Aku bisa memastikan hal itu karna tadi Panji sudah ku suruh menghubungi dia memberi tau kemana aku membawa Rara.
Aku bukan lelaki brengsek yang tak bertanggung jawab meninggalkan seorang wanita sendiri. Bukan... aku bukan Gera yang bisa meninggalkan orang yang kesakitan seorang diri. Aku bukan manusia biadab seperti dia.
Ku buang kunci mobilku begitu saja di meja. Panji datang membawakan segelas air dingin.
" Jangan kebanyakan minum soda! "
" Ingat luka lo! "
Aku tau, apa kelemahanku dan dia akan selalu setia mengingatkanku jika aku sengaja menyakiti diriku sendiri.
" Puas? " tanyanya datar.
Aku hanya diam, memejamkan mata mencari ketenangan setelah susah payah berusaha mengendalikan emosi saat menatap teduh mata itu.
-' Bagaimana dia punya mata yang sama kayak kamu Ta? '- gumamku. Mata teduh penyejuk layaknya embun.
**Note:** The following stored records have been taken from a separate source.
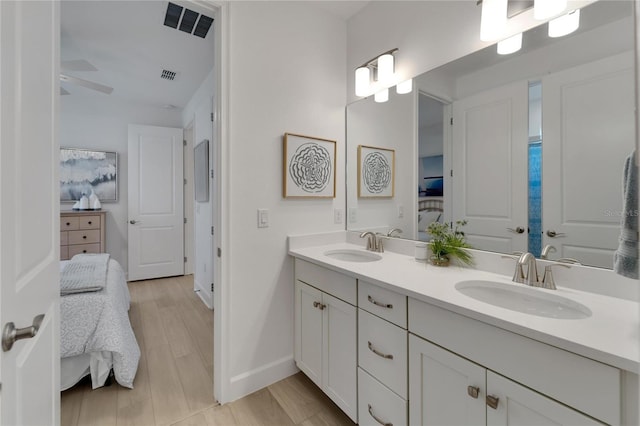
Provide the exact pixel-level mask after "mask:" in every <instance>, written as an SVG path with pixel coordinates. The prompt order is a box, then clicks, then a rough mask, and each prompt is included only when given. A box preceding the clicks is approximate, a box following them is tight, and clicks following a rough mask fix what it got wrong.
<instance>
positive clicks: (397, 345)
mask: <svg viewBox="0 0 640 426" xmlns="http://www.w3.org/2000/svg"><path fill="white" fill-rule="evenodd" d="M407 336H408V335H407V330H404V329H402V328H400V327H398V326H396V325H394V324H391V323H390V322H387V321H385V320H383V319H381V318H378V317H376V316H375V315H372V314H370V313H368V312H366V311H364V310H362V309H358V365H359V366H360V367H361V368H363V369H364V370H366V371H367V372H368V373H369V374H371V375H372V376H373V377H375V378H376V379H378V380H379V381H381V382H382V383H383V384H384V385H385V386H387V387H388V388H389V389H391V390H392V391H394V392H395V393H397V394H398V395H400V396H401V397H402V398H404V399H408V391H407V388H408V385H407V345H408V343H407V339H408V337H407Z"/></svg>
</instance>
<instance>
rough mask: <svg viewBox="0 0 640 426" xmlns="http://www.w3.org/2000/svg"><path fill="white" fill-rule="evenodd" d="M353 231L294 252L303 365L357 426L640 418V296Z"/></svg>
mask: <svg viewBox="0 0 640 426" xmlns="http://www.w3.org/2000/svg"><path fill="white" fill-rule="evenodd" d="M345 235H347V237H343V239H342V241H339V238H338V241H337V240H335V239H334V240H331V239H330V238H329V239H328V238H327V237H320V238H319V239H318V240H317V241H314V240H313V238H309V237H300V238H299V239H296V237H290V240H289V241H290V248H289V254H290V255H292V256H293V257H294V258H295V305H296V306H295V361H296V364H297V365H298V367H299V368H300V369H301V370H302V371H303V372H304V373H305V374H306V375H308V376H309V377H310V378H311V379H312V380H313V381H314V382H315V383H316V384H317V385H318V386H319V387H320V388H321V389H322V390H323V391H324V392H325V393H326V394H327V395H328V396H329V397H330V398H331V399H332V400H333V401H334V402H335V403H336V404H337V405H338V406H339V407H340V408H341V409H342V410H343V411H344V412H345V413H346V414H347V415H349V417H350V418H351V419H352V420H354V421H355V422H357V423H359V424H374V425H375V424H382V425H389V424H393V425H395V426H398V425H404V424H411V425H433V424H474V425H480V424H485V423H486V424H490V425H494V424H505V425H506V424H510V425H518V424H541V425H542V424H556V423H557V424H580V425H587V424H615V425H618V424H627V425H631V424H638V372H639V367H640V352H639V351H640V337H639V331H638V330H639V319H638V318H639V314H640V305H639V304H638V303H637V302H636V301H631V300H625V299H621V298H616V297H610V296H606V295H602V294H596V293H590V292H584V291H578V290H574V289H571V288H568V287H563V285H562V284H563V283H562V282H560V281H558V290H556V291H552V290H545V289H539V288H531V287H527V286H524V285H523V284H516V283H513V282H511V277H510V276H506V275H501V274H497V273H492V272H487V271H482V270H479V269H469V268H460V267H448V268H441V267H436V266H432V265H429V264H425V263H420V262H416V261H415V259H414V257H413V256H409V255H404V254H399V253H394V252H390V251H387V252H386V253H381V254H375V256H372V253H371V252H367V251H366V250H365V249H364V247H363V246H362V245H361V244H360V245H358V244H353V242H352V243H349V242H347V240H348V238H349V237H348V235H349V233H346V234H345ZM407 244H408V243H407ZM510 265H511V264H510ZM554 422H556V423H554Z"/></svg>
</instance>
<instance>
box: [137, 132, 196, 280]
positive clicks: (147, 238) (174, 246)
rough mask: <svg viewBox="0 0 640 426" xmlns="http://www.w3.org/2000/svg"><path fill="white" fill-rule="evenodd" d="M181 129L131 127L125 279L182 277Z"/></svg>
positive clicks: (182, 207)
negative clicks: (128, 252) (126, 261)
mask: <svg viewBox="0 0 640 426" xmlns="http://www.w3.org/2000/svg"><path fill="white" fill-rule="evenodd" d="M182 143H183V142H182V129H174V128H168V127H155V126H142V125H137V124H130V125H129V152H128V154H129V167H128V173H129V184H128V191H129V216H128V218H129V219H128V220H129V247H128V248H129V280H131V281H135V280H144V279H150V278H158V277H169V276H175V275H183V274H184V210H183V195H182V193H183V190H184V180H183V179H184V177H183V162H182V157H183V148H182Z"/></svg>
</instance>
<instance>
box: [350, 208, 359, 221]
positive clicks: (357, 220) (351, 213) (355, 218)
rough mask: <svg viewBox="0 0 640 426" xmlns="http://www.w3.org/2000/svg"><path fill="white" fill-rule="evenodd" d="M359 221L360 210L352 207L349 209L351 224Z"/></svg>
mask: <svg viewBox="0 0 640 426" xmlns="http://www.w3.org/2000/svg"><path fill="white" fill-rule="evenodd" d="M357 221H358V209H356V208H355V207H351V208H350V209H349V223H356V222H357Z"/></svg>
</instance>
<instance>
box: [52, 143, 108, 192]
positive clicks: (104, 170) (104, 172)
mask: <svg viewBox="0 0 640 426" xmlns="http://www.w3.org/2000/svg"><path fill="white" fill-rule="evenodd" d="M92 190H93V192H94V193H95V194H96V195H97V196H98V198H99V199H100V202H110V201H111V202H113V201H118V154H117V153H115V152H107V151H91V150H88V149H76V148H60V201H62V202H75V201H78V200H79V199H80V197H82V195H83V194H84V195H86V196H87V197H88V196H89V195H90V194H91V191H92Z"/></svg>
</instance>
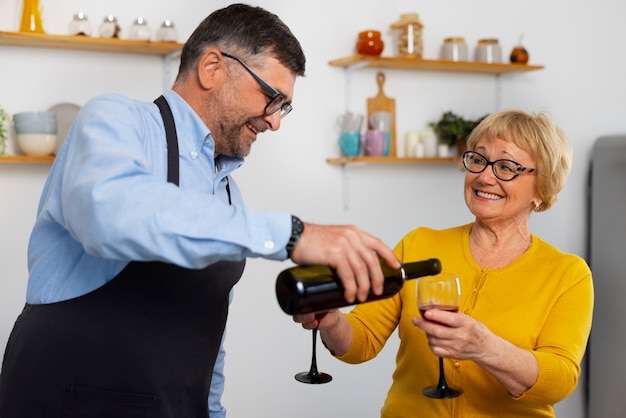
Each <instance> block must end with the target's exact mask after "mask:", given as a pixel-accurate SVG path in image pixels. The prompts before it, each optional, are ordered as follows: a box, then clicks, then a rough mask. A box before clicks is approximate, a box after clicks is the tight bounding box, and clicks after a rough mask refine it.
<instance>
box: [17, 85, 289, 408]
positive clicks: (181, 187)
mask: <svg viewBox="0 0 626 418" xmlns="http://www.w3.org/2000/svg"><path fill="white" fill-rule="evenodd" d="M164 95H165V97H166V99H167V101H168V103H169V105H170V107H171V109H172V113H173V115H174V120H175V122H176V132H177V135H178V143H179V156H180V157H179V162H180V187H176V186H175V185H173V184H171V183H167V145H166V140H165V128H164V126H163V120H162V118H161V115H160V113H159V110H158V108H157V106H156V105H155V104H154V103H151V102H149V103H146V102H140V101H137V100H132V99H128V98H125V97H123V96H119V95H107V96H101V97H97V98H94V99H92V100H91V101H89V102H88V103H87V104H85V106H83V108H82V109H81V111H80V112H79V114H78V116H77V118H76V121H75V123H74V124H73V125H72V128H71V129H70V131H69V132H68V135H67V138H66V139H65V142H64V144H63V146H62V148H61V150H60V151H59V153H58V155H57V157H56V159H55V162H54V164H53V165H52V168H51V172H50V174H49V176H48V179H47V181H46V184H45V186H44V190H43V193H42V197H41V200H40V203H39V207H38V212H37V219H36V223H35V226H34V229H33V232H32V234H31V239H30V242H29V246H28V266H29V280H28V289H27V295H26V300H27V302H28V303H31V304H41V303H53V302H58V301H63V300H67V299H70V298H74V297H78V296H81V295H84V294H86V293H89V292H91V291H93V290H95V289H97V288H99V287H100V286H102V285H104V284H105V283H106V282H108V281H109V280H111V279H112V278H113V277H115V276H116V275H117V274H118V273H119V272H120V271H121V270H122V269H124V267H125V266H126V265H127V264H128V263H129V262H130V261H163V262H167V263H172V264H176V265H179V266H182V267H186V268H203V267H205V266H207V265H209V264H212V263H215V262H217V261H219V260H242V259H244V258H246V257H264V258H268V259H274V260H284V259H285V258H286V257H287V252H286V250H285V246H286V244H287V241H288V239H289V236H290V234H291V217H290V214H289V213H286V212H271V211H260V210H253V209H248V208H246V207H244V205H243V199H242V196H241V193H240V191H239V188H238V187H237V184H236V182H235V181H234V180H233V179H232V176H231V177H229V179H230V181H229V187H230V194H231V200H232V205H231V204H229V202H228V196H227V193H226V191H225V188H226V184H227V181H226V176H227V175H229V174H230V173H232V171H233V170H235V169H237V168H239V167H240V166H241V164H243V160H242V159H238V158H230V157H225V156H219V157H218V158H217V159H214V150H215V143H214V141H213V138H212V136H211V133H210V131H209V129H208V128H207V126H206V125H205V124H204V123H203V122H202V120H201V119H200V118H199V117H198V115H197V114H196V113H195V112H194V111H193V109H191V107H190V106H189V105H188V104H187V103H186V102H185V101H184V100H183V99H182V98H181V97H180V96H179V95H178V94H176V93H175V92H174V91H172V90H169V91H167V92H165V93H164ZM268 285H270V283H269V282H268ZM223 356H224V352H223V346H222V347H221V349H220V355H219V356H218V363H216V371H215V373H216V374H217V375H218V378H217V379H216V382H219V383H216V384H217V385H218V386H217V387H215V388H212V397H213V398H214V399H213V401H215V396H217V402H218V403H219V396H221V392H222V389H223V380H221V377H220V376H222V377H223V373H222V367H223ZM214 389H217V392H216V391H215V390H214ZM216 394H217V395H216ZM219 408H221V406H219V407H218V409H219Z"/></svg>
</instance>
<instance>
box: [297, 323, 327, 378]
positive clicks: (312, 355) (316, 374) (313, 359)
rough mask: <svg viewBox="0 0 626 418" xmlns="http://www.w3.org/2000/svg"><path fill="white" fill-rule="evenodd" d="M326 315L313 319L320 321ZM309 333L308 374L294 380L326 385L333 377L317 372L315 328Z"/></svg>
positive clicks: (318, 371) (316, 330)
mask: <svg viewBox="0 0 626 418" xmlns="http://www.w3.org/2000/svg"><path fill="white" fill-rule="evenodd" d="M326 313H327V312H322V313H318V314H315V319H317V320H318V321H321V320H322V318H324V317H325V316H326ZM311 332H312V334H313V355H312V356H311V368H310V369H309V371H308V372H302V373H298V374H297V375H296V376H295V378H296V380H297V381H298V382H302V383H309V384H313V385H318V384H321V383H328V382H330V381H331V380H333V377H332V376H331V375H329V374H328V373H322V372H319V371H318V370H317V355H316V354H315V353H316V343H317V327H315V328H313V330H312V331H311Z"/></svg>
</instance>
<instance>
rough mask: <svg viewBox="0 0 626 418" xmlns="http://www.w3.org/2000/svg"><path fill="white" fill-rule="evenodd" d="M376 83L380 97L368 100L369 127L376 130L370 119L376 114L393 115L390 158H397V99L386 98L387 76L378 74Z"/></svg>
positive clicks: (373, 97) (377, 75)
mask: <svg viewBox="0 0 626 418" xmlns="http://www.w3.org/2000/svg"><path fill="white" fill-rule="evenodd" d="M376 82H377V83H378V95H377V96H376V97H370V98H368V99H367V126H368V127H369V129H374V128H375V127H374V126H371V123H370V119H371V118H372V113H374V112H389V113H391V143H390V144H389V156H390V157H395V156H397V154H396V99H391V98H389V97H387V96H385V92H384V91H383V84H384V83H385V74H384V73H383V72H379V73H378V74H376Z"/></svg>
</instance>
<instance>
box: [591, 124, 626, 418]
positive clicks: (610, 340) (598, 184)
mask: <svg viewBox="0 0 626 418" xmlns="http://www.w3.org/2000/svg"><path fill="white" fill-rule="evenodd" d="M588 196H589V202H588V210H589V230H588V236H589V243H588V244H589V246H588V262H589V265H590V267H591V271H592V273H593V282H594V289H595V306H594V316H593V325H592V328H591V337H590V341H589V347H588V352H587V367H588V369H587V373H588V375H587V376H588V380H587V382H586V383H587V417H588V418H624V417H626V326H624V323H625V321H626V135H613V136H605V137H601V138H598V139H597V140H596V142H595V144H594V146H593V150H592V155H591V164H590V169H589V189H588Z"/></svg>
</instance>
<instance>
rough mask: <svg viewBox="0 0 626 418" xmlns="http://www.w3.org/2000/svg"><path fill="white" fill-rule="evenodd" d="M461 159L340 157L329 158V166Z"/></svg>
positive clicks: (450, 161) (453, 160)
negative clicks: (351, 164)
mask: <svg viewBox="0 0 626 418" xmlns="http://www.w3.org/2000/svg"><path fill="white" fill-rule="evenodd" d="M459 161H460V159H459V157H449V158H441V157H433V158H417V157H339V158H327V159H326V162H327V163H328V164H341V165H345V164H357V163H360V164H407V163H413V164H416V163H418V164H423V163H436V164H441V163H455V162H459Z"/></svg>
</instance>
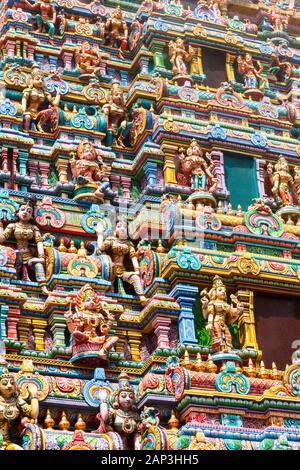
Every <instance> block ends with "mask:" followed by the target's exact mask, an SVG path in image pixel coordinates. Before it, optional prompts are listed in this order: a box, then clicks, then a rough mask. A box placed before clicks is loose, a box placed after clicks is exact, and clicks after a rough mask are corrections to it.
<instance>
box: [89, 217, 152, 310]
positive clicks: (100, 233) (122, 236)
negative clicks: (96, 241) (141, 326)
mask: <svg viewBox="0 0 300 470" xmlns="http://www.w3.org/2000/svg"><path fill="white" fill-rule="evenodd" d="M96 231H97V246H98V251H99V252H105V253H108V254H109V255H110V256H111V259H112V264H113V278H112V282H114V281H115V280H116V279H117V280H118V288H119V291H122V290H123V284H122V281H124V282H126V283H128V284H131V285H132V286H133V288H134V290H135V292H136V294H137V295H138V296H139V298H140V301H141V303H142V305H145V304H146V303H147V299H146V297H145V293H144V289H143V287H142V281H141V278H140V267H139V262H138V259H137V256H136V251H135V248H134V245H133V244H132V243H131V242H130V241H128V240H127V225H126V223H125V222H124V221H119V222H118V223H117V225H116V229H115V233H114V236H113V237H107V238H105V239H104V237H103V225H102V224H101V223H100V224H98V226H97V229H96ZM127 266H128V267H129V268H126V267H127ZM131 266H132V268H133V271H131V270H130V268H131ZM132 268H131V269H132Z"/></svg>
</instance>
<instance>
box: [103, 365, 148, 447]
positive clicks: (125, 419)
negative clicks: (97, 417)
mask: <svg viewBox="0 0 300 470" xmlns="http://www.w3.org/2000/svg"><path fill="white" fill-rule="evenodd" d="M99 398H100V413H99V415H98V417H99V419H100V421H101V431H102V432H103V431H104V432H109V431H115V432H117V433H118V434H119V436H120V437H121V439H122V442H123V448H124V449H125V450H128V449H136V448H139V433H138V425H139V422H140V417H139V414H138V413H137V411H136V406H135V393H134V390H133V387H132V385H130V383H129V380H128V376H127V374H125V373H122V374H121V375H120V376H119V384H118V387H117V389H116V391H115V393H114V394H113V395H112V397H111V399H110V403H109V399H108V396H107V391H106V390H105V389H101V390H100V391H99ZM109 404H110V406H109Z"/></svg>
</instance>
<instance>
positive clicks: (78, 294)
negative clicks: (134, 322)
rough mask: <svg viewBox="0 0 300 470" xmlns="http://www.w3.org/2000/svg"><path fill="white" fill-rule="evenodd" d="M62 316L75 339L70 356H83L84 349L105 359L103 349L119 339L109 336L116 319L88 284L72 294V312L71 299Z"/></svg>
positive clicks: (104, 349)
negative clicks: (65, 310) (94, 353)
mask: <svg viewBox="0 0 300 470" xmlns="http://www.w3.org/2000/svg"><path fill="white" fill-rule="evenodd" d="M65 318H66V322H67V326H68V330H69V331H70V333H71V334H72V337H73V340H74V342H75V345H74V346H73V356H77V355H79V356H80V355H82V356H84V353H87V352H93V353H95V354H96V355H97V357H99V358H100V359H103V360H105V359H106V358H107V353H108V352H109V351H110V349H111V348H112V347H113V346H114V345H115V344H116V343H117V341H118V339H119V338H118V337H117V336H109V332H110V330H111V328H112V327H113V326H114V325H115V321H116V320H115V317H114V315H113V314H112V313H111V312H110V311H109V309H108V305H107V303H106V302H104V301H103V300H102V299H101V297H99V296H98V295H97V294H96V293H95V291H94V290H93V288H92V287H91V286H90V285H89V284H86V285H85V286H84V287H82V288H81V289H80V291H79V292H78V294H77V295H76V298H75V313H73V312H72V303H71V304H70V311H69V312H68V313H65Z"/></svg>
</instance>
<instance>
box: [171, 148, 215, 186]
mask: <svg viewBox="0 0 300 470" xmlns="http://www.w3.org/2000/svg"><path fill="white" fill-rule="evenodd" d="M178 158H179V172H178V174H177V181H178V183H179V184H182V185H186V186H187V185H188V186H191V188H192V189H193V190H194V191H209V192H210V193H214V192H215V190H216V188H217V183H218V180H217V178H215V176H214V174H213V171H214V164H213V162H212V161H211V160H210V156H209V155H208V154H207V155H206V159H205V158H204V157H203V152H202V150H201V148H200V146H199V144H198V142H197V141H196V139H193V140H192V142H191V144H190V146H189V148H188V149H187V150H186V152H185V151H184V149H183V148H180V149H179V155H178Z"/></svg>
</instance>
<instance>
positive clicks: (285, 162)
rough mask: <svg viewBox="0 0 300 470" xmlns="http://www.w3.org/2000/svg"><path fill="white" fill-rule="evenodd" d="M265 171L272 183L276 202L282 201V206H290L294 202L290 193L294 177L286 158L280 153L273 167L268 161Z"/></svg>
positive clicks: (293, 203)
mask: <svg viewBox="0 0 300 470" xmlns="http://www.w3.org/2000/svg"><path fill="white" fill-rule="evenodd" d="M274 168H275V171H274ZM267 173H268V175H269V179H270V182H271V184H272V193H273V195H274V198H275V200H276V202H280V203H282V205H283V206H292V205H293V204H294V201H293V193H292V190H293V185H294V179H293V177H292V175H291V174H290V172H289V165H288V162H287V161H286V159H285V158H284V157H283V156H282V155H281V156H280V158H279V160H278V162H277V163H276V164H275V166H274V167H273V164H272V163H269V164H268V167H267ZM296 177H297V174H296Z"/></svg>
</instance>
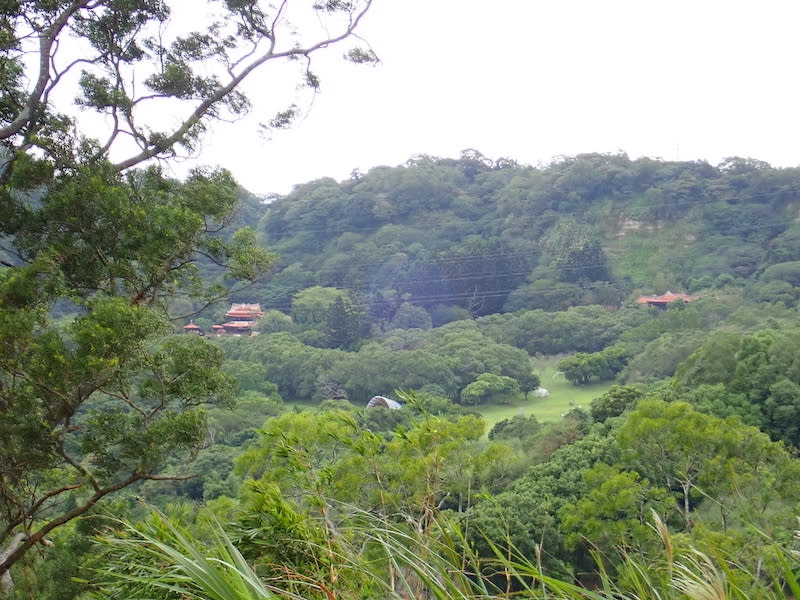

" Kenapa? " Panji menatapku dalam melihatku yang semakin gusar.
" Mandi lo dan tenangin diri lo! "
Aku melangkah gontai menuju bathroom. Ku biarkan tubuh ini tersiram dinginnya air shower. Biarlah, biarlah dinginnya air ini menyejukkan batinku.
Panji menatap nanar kamar mandi yang berisik dengan air shower. Dia begitu cemas melihat tuannya yang lunglai.
" Lo gak akan bisa bangkit jika masih ngikat diri sama masa lalu Ka!! " gumamnya.